Douglas Hinton

Douglas Hinton «on the rocks»
Brestois depuis 2000, le folk de Douglas Hinton est âpre, la contestation jamais loin. L’histoire d’un homme qui rêvait de savoir faire le «Moonwalk» et qui écoute désormais Tom Waits.

Croisez l’Écossais Douglas Hinton dans la rue, et vous imaginez un type sympa, discret, poli. Prenez ensuite le même type que vous mettez sur scène, une guitare entre les mains: la sympathie est toujours évidente mais, dans le fond, l’homme est transformé. La politesse se voit remplacée par la poésie d’un langage de charretier, en Shakespeare dans le texte.
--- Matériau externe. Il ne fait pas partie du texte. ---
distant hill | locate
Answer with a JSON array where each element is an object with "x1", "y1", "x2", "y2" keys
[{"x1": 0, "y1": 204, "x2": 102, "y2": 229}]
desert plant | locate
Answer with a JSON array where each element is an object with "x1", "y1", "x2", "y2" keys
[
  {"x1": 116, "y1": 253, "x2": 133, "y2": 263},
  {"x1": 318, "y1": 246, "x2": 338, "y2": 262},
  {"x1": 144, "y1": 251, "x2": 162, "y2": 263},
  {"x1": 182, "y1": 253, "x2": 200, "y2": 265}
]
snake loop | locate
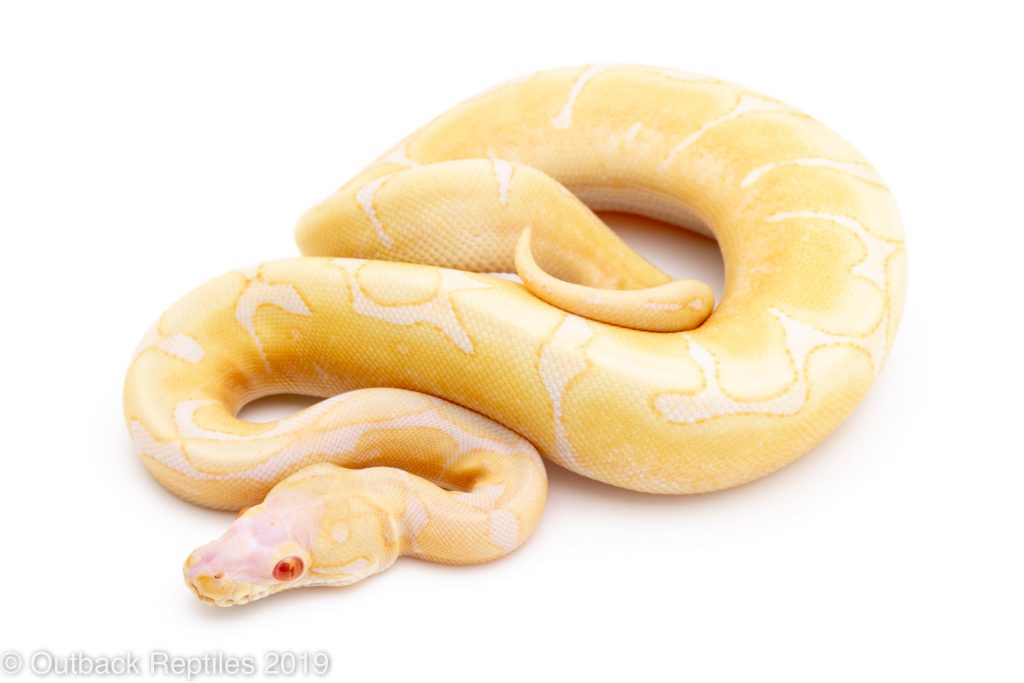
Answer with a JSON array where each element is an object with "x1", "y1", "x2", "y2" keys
[{"x1": 125, "y1": 67, "x2": 905, "y2": 605}]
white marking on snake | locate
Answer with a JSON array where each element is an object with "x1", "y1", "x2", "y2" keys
[
  {"x1": 236, "y1": 263, "x2": 262, "y2": 280},
  {"x1": 658, "y1": 95, "x2": 792, "y2": 173},
  {"x1": 140, "y1": 395, "x2": 524, "y2": 481},
  {"x1": 654, "y1": 308, "x2": 889, "y2": 424},
  {"x1": 132, "y1": 326, "x2": 206, "y2": 364},
  {"x1": 739, "y1": 157, "x2": 883, "y2": 187},
  {"x1": 765, "y1": 211, "x2": 899, "y2": 291},
  {"x1": 234, "y1": 280, "x2": 312, "y2": 372},
  {"x1": 455, "y1": 483, "x2": 505, "y2": 510},
  {"x1": 355, "y1": 173, "x2": 394, "y2": 249},
  {"x1": 551, "y1": 66, "x2": 607, "y2": 130},
  {"x1": 655, "y1": 69, "x2": 720, "y2": 83},
  {"x1": 332, "y1": 259, "x2": 490, "y2": 354},
  {"x1": 538, "y1": 314, "x2": 594, "y2": 471}
]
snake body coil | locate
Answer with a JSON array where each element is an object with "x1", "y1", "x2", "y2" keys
[{"x1": 125, "y1": 67, "x2": 906, "y2": 605}]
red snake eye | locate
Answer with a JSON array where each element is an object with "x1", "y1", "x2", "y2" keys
[{"x1": 273, "y1": 555, "x2": 305, "y2": 581}]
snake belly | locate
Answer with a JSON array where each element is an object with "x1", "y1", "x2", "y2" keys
[{"x1": 125, "y1": 67, "x2": 906, "y2": 605}]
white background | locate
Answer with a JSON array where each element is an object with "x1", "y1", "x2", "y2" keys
[{"x1": 0, "y1": 0, "x2": 1024, "y2": 682}]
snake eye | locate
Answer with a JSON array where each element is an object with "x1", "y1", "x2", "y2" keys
[{"x1": 273, "y1": 555, "x2": 305, "y2": 581}]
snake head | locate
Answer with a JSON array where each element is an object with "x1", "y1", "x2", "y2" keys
[{"x1": 184, "y1": 488, "x2": 324, "y2": 607}]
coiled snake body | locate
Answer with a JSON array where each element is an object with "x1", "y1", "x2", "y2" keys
[{"x1": 125, "y1": 67, "x2": 905, "y2": 605}]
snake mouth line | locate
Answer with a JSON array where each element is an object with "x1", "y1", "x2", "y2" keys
[{"x1": 185, "y1": 578, "x2": 273, "y2": 607}]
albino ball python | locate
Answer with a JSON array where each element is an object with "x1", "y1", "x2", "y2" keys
[{"x1": 125, "y1": 67, "x2": 906, "y2": 605}]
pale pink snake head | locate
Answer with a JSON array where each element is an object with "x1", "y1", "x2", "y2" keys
[{"x1": 184, "y1": 489, "x2": 324, "y2": 606}]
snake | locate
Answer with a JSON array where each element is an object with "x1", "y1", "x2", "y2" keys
[{"x1": 124, "y1": 66, "x2": 906, "y2": 606}]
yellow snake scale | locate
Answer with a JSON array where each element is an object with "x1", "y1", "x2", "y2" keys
[{"x1": 125, "y1": 67, "x2": 906, "y2": 605}]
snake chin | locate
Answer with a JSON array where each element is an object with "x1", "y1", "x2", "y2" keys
[{"x1": 185, "y1": 571, "x2": 282, "y2": 607}]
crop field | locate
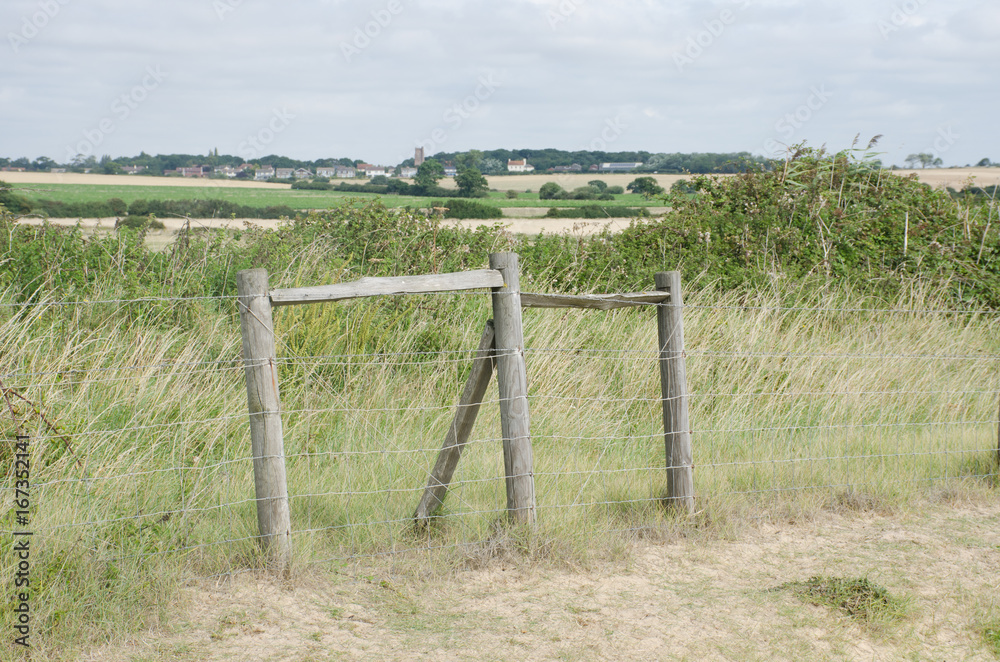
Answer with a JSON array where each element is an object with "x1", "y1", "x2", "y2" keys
[
  {"x1": 0, "y1": 153, "x2": 1000, "y2": 661},
  {"x1": 5, "y1": 180, "x2": 662, "y2": 215}
]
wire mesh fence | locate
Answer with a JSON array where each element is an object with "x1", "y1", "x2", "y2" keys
[{"x1": 0, "y1": 293, "x2": 1000, "y2": 575}]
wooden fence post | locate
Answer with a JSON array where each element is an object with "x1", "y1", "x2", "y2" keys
[
  {"x1": 654, "y1": 271, "x2": 694, "y2": 512},
  {"x1": 236, "y1": 269, "x2": 292, "y2": 575},
  {"x1": 490, "y1": 253, "x2": 536, "y2": 524},
  {"x1": 413, "y1": 320, "x2": 494, "y2": 528}
]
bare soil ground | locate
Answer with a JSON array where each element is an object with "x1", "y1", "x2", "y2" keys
[
  {"x1": 72, "y1": 492, "x2": 1000, "y2": 662},
  {"x1": 9, "y1": 168, "x2": 1000, "y2": 191}
]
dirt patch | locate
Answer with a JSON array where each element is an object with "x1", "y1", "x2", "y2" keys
[
  {"x1": 893, "y1": 168, "x2": 1000, "y2": 191},
  {"x1": 76, "y1": 495, "x2": 1000, "y2": 660}
]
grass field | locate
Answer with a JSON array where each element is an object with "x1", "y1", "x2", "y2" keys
[
  {"x1": 12, "y1": 184, "x2": 662, "y2": 209},
  {"x1": 0, "y1": 157, "x2": 1000, "y2": 659}
]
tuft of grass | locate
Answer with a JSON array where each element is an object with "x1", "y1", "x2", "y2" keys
[
  {"x1": 779, "y1": 576, "x2": 909, "y2": 626},
  {"x1": 982, "y1": 619, "x2": 1000, "y2": 658}
]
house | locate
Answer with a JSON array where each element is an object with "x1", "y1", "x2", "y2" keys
[
  {"x1": 163, "y1": 166, "x2": 212, "y2": 177},
  {"x1": 358, "y1": 163, "x2": 386, "y2": 177},
  {"x1": 601, "y1": 161, "x2": 642, "y2": 172}
]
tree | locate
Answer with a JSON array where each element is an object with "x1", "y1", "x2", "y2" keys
[
  {"x1": 538, "y1": 182, "x2": 566, "y2": 200},
  {"x1": 455, "y1": 168, "x2": 490, "y2": 198},
  {"x1": 31, "y1": 156, "x2": 59, "y2": 172},
  {"x1": 413, "y1": 159, "x2": 444, "y2": 191},
  {"x1": 98, "y1": 154, "x2": 122, "y2": 175},
  {"x1": 906, "y1": 152, "x2": 941, "y2": 168},
  {"x1": 455, "y1": 149, "x2": 483, "y2": 172},
  {"x1": 625, "y1": 177, "x2": 663, "y2": 198}
]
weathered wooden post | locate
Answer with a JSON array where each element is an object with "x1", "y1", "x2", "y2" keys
[
  {"x1": 654, "y1": 271, "x2": 694, "y2": 512},
  {"x1": 490, "y1": 253, "x2": 536, "y2": 524},
  {"x1": 236, "y1": 269, "x2": 292, "y2": 575},
  {"x1": 413, "y1": 320, "x2": 494, "y2": 528}
]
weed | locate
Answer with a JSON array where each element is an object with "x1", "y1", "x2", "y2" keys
[{"x1": 778, "y1": 576, "x2": 909, "y2": 625}]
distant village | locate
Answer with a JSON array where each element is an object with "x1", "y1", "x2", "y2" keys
[{"x1": 0, "y1": 147, "x2": 643, "y2": 181}]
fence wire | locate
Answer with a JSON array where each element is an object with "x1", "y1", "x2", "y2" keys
[{"x1": 0, "y1": 294, "x2": 1000, "y2": 575}]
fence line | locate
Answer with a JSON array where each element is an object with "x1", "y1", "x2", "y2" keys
[{"x1": 0, "y1": 264, "x2": 1000, "y2": 575}]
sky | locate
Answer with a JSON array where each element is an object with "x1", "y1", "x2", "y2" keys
[{"x1": 0, "y1": 0, "x2": 1000, "y2": 166}]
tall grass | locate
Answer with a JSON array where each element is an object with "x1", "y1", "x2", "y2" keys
[{"x1": 0, "y1": 272, "x2": 1000, "y2": 652}]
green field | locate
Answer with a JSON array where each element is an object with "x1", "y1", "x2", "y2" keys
[{"x1": 11, "y1": 184, "x2": 662, "y2": 209}]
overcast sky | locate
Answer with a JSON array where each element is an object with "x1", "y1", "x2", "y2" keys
[{"x1": 0, "y1": 0, "x2": 1000, "y2": 165}]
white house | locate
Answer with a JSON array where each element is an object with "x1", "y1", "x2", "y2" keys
[{"x1": 358, "y1": 163, "x2": 386, "y2": 177}]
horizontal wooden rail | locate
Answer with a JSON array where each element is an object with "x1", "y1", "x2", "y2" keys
[
  {"x1": 271, "y1": 269, "x2": 504, "y2": 306},
  {"x1": 521, "y1": 292, "x2": 670, "y2": 310}
]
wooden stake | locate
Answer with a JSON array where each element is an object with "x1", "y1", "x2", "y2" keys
[
  {"x1": 654, "y1": 271, "x2": 694, "y2": 512},
  {"x1": 490, "y1": 253, "x2": 536, "y2": 524},
  {"x1": 236, "y1": 269, "x2": 292, "y2": 575},
  {"x1": 413, "y1": 320, "x2": 495, "y2": 528}
]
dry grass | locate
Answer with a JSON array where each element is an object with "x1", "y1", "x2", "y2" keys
[{"x1": 0, "y1": 276, "x2": 1000, "y2": 660}]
Liverpool-Glasgow le match de sa vie
Douglas Hinton distille un folk pur malt, rugueux comme un paysage chahuté entre les Highlands et les docks de Liverpool. Né chez les «Red’s», il passe à Liverpool les premières années de sa vie. Ensuite, Glasgow. Sa mère est écossaise. «À 14 ans, mes parents m’offrent ma première guitare. Au départ, je fais du bruit, puis je maîtrise les accords du blues. Petit à petit, je trouve mon identité». Son identité… «Les groupes comme Blur ou Coldplay me laissent froid. Pour moi, Blur, c’est une version karaoké des Kinks. Bref, mon but, dès lors que j’ai su jouer de ma guitare, c’était de composer, à terme, mes propres morceaux».

God save Michael Jackson
La première claque musicale de Douglas Hinton lui a été infligée par les Sex Pistols: «Enfin… Au départ, c’était surtout Jackson. Je voulais danser comme lui. Je faisais le Moonwalk devant mes copains. Ils avaient l’air impressionné, vraiment»… Et puis les Pistols, donc, viennent tout balayer. Plus tard, le mélomane tombe sur Nick Drake. Et les songwriters lui tombent dessus: Tom Waits, Johnny Cash, Brian Wilson… Son style se forge. Le résultat est un bonheur.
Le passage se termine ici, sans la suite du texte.